Physical Layer Location Privacy in SIMO Communication Using Fake Path Injection
For wireless communication users, this work provides a theoretical framework for location privacy against eavesdroppers using array-based localization.
The paper proposes fake path injection to obscure a transmitter's physical location in SIMO communications, defining a privacy metric based on eigenvalue ratios of Cramér-Rao bounds. It shows the privacy margin increases quadratically with inverse angular separation between true and fake paths.

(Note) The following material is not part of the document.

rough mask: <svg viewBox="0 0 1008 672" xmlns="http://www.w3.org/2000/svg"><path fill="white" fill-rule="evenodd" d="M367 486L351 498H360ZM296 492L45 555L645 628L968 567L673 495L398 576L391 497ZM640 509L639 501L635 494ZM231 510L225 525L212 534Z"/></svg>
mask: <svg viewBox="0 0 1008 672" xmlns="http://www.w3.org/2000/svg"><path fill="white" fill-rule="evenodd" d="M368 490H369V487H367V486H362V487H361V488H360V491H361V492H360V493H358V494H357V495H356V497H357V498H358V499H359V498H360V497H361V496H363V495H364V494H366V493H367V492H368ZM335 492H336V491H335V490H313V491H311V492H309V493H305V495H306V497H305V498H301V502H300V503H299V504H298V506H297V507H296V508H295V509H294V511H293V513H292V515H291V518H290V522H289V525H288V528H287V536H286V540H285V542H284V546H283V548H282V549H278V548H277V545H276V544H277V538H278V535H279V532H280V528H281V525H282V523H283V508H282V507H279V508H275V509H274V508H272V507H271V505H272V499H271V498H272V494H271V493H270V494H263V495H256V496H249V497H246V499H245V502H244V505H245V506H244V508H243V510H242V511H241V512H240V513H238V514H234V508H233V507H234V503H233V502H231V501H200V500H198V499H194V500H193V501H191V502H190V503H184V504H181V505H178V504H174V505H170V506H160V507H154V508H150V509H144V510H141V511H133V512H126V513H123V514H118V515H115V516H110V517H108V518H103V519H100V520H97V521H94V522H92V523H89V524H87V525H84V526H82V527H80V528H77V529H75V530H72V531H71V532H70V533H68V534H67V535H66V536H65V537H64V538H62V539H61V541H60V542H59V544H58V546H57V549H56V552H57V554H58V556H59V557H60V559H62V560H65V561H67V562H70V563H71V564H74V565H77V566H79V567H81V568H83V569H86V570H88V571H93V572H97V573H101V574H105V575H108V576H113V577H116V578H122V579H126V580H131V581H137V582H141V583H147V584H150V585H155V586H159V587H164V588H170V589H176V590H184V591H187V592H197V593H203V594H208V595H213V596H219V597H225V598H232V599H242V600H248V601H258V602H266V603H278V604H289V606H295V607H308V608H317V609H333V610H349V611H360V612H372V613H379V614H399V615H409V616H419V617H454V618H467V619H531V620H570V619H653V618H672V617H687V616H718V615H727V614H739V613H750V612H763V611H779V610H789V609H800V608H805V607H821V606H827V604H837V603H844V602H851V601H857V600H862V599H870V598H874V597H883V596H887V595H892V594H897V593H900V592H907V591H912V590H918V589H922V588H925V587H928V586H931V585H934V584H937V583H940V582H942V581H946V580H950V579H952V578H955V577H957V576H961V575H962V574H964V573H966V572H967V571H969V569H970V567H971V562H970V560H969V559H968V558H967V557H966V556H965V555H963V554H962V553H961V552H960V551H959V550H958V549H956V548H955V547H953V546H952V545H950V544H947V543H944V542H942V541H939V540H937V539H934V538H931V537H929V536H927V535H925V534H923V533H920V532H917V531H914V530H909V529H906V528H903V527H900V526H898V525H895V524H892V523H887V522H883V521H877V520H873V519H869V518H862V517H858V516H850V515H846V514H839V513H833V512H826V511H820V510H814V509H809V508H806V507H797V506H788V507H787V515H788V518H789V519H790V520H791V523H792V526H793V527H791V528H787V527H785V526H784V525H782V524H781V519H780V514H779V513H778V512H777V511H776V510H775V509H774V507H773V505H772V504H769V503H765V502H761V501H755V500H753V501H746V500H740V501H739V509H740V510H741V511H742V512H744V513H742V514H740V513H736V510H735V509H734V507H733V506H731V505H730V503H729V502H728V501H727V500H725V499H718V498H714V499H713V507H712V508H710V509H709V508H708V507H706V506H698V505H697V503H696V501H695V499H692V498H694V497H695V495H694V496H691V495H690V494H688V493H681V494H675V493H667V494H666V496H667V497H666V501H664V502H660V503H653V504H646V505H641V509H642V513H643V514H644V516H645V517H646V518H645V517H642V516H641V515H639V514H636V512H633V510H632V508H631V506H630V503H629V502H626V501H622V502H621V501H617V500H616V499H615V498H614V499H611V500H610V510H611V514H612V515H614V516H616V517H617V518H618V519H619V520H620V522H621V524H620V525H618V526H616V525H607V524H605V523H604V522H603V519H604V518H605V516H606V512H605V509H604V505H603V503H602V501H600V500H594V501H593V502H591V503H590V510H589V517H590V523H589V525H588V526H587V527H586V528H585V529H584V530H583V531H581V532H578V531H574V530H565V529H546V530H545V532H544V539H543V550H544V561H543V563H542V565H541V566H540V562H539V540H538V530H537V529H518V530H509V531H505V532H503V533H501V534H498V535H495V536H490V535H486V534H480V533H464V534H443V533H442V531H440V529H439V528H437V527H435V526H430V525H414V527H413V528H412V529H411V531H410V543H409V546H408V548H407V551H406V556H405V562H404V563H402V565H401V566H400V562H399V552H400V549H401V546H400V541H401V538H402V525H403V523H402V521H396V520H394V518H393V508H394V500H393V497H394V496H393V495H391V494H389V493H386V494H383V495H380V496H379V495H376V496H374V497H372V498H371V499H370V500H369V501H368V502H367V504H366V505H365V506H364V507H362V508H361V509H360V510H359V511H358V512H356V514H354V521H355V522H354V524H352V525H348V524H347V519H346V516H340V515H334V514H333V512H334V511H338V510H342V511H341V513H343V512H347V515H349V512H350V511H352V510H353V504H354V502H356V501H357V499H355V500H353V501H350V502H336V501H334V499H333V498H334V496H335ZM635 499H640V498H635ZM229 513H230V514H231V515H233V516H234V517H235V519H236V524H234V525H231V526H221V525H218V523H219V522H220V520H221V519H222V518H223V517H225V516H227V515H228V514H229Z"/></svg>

Fake path injection is an emerging paradigm for inducing privacy over wireless networks. In this paper, fake paths are injected by the transmitters into a single-input multiple-output (SIMO) communication channel to obscure their physical location from an eavesdropper. The case where the receiver (Bob) and the eavesdropper (Eve) use a linear uniform array to locate the transmitter's (Alice) position is considered. A novel statistical privacy metric is defined as the ratio between the smallest (resp. largest) eigenvalues of Eve's (resp. Bob's) Cramér-Rao lower bound (CRB) on the SIMO channel parameters to assess the privacy enhancements. Leveraging the spectral properties of generalized Vandermonde matrices, bounds on the privacy margin of the proposed scheme are derived. Specifically, it is shown that the privacy margin increases quadratically in the inverse of the angular separation between the true and the fake paths under Eve's perspective. Numerical simulations validate the theoretical findings on CRBs and showcase the approach's benefit in terms of bit error rates achievable by Bob and Eve.